L’affaire tourne à l’avantage des Anglais, plus disciplinés que leurs adversaires. Plusieurs navires républicains abandonnent le combat à toutes voiles, tandis que le Vengeur du Peuple finit par sombrer dans les flots. La moitié de l’escadre française sera finalement mise hors de combat, sans toutefois empêcher le convoi de blé de gagner le port.

Les marins du VengeurLes premiers rapports dépêchés à la Convention font état de cette perte du Vengeur du Peuple, qui aurait coulé avec tout son équipage au cri de Vive la Patrie, vive la République ! Il n’en fallait pas plus pour que l’assemblée s’émeuve, ni pour que le député Barère déverse du haut de la tribune, le 9 juillet suivant, une de ces « carmagnoles » dont il a coutume d’abreuver ses collègues :

« Le vaisseau, percé de coups, s’entrouvrant de toutes parts et cerné de tigres et de léopards anglais, un équipage composé de blessés et de mourants luttant contre les flots et les canons… La troisième batterie va toucher aux ondes, mais elle vomit encore le trépas sur les perfides insulaires avant de s’engloutir. Tout à coup, le tumulte du combat, l’effroi du danger, les cris de douleur des blessés cessent. Tous montent ou sont transportés sur le pont ; toutes les flammes, tous les pavillons sont arborés ; le pavillon principal est cloué. Les cris de : Vive la liberté ! Vive la France ! Vive la République ! se font entendre de tous côtés. C’est le spectacle touchant et animé d’une fête civique plutôt que le moment terrible d’un naufrage. Un instant ils ont dû délibérer sur leur sort. Mais non, ils ne délibèrent pas, ils disparaissent ! »
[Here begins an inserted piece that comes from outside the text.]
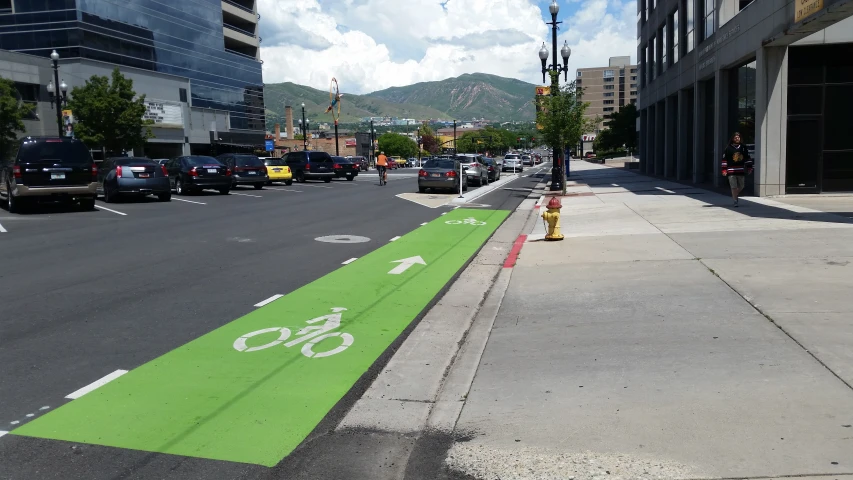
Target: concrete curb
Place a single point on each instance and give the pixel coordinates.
(436, 363)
En réalité, le Vengeur du Peuple, glorifié pour avoir refusé de se rendre alors qu’il coulait, a effectivement coulé après un combat honorable, mais pendant qu’il se rendait. Une fois la reddition signifiée, le commandant du navire, Jean François Renaudin, fait mettre les chaloupes à la mer pour évacuer l’équipage. Voyant cela, l’amiral anglais – l’un des « perfides insulaires » de Barère – envoie à son tour des canots de sauvetage au secours des naufragés, appliquant ainsi les anciennes lois de la guerre. Sur les 725 hommes que comptait le navire, 250 ont été tués au combat et 275 furent secourus par les Anglais, dont le commandant Renaudin lui-même, reçu avec déférence par le capitaine Schomberg, sur le Culloden. Les blessés, les invalides et ceux qui ne purent être embarqués à temps constituent les 200 autres personnes disparues.

Voilà quelle fut la fin du Vengeur du Peuple. Les témoignages des survivants et les relations anglaises n’ajoutent rien au fond de l’histoire. Du reste, la survie du commandant Renaudin, mort en 1809, contredit positivement la version officielle. Malheureusement, c’est le rapport de Barère qui fut retenu – une fois encore – par l’historiographie républicaine et par son iconographie surabondante.

Jules Verne s’en fait l’écho dans son Vingt mille lieues sous les mers : « Ce navire, raconte le capitaine Némo, après un combat héroïque, démâté de ses trois mâts, l’eau dans ses soutes, le tiers de son équipage hors de combat, aima mieux s’engloutir avec ses trois cent cinquante-six marins que de se rendre, et clouant son pavillon à sa poupe, il disparut sous les flots au cri de Vive la République ! » On mesure au succès de cet ouvrage, les dégâts commis par le colportage des délires de Barère.
   

Le Vengeur Place de la RepubliqueBas-relief du Vengeur du Peuple sur la place de la République à Paris
   

Deux monuments parisiens perpétuent encore cette légende : la colonne de la place de la République, ornée d’un bas-relief en bronze représentant le naufrage du Vengeur du Peuple, et l’Arc de Triomphe sur lequel est gravé le nom de Renaudin, le fier commandant, qui pourtant se rendit à l’ennemi avec le reste de son équipage, tandis que son navire était englouti par l’Océan.

Les Anglais, moins perméables à cette interprétation des faits, la qualifieront ironiquement, selon les mots de l’historien Carlyle, de « cunningly devised fable », de fable habilement conçue. Elle a par conséquent toute sa place parmi les légendes révolutionnaires.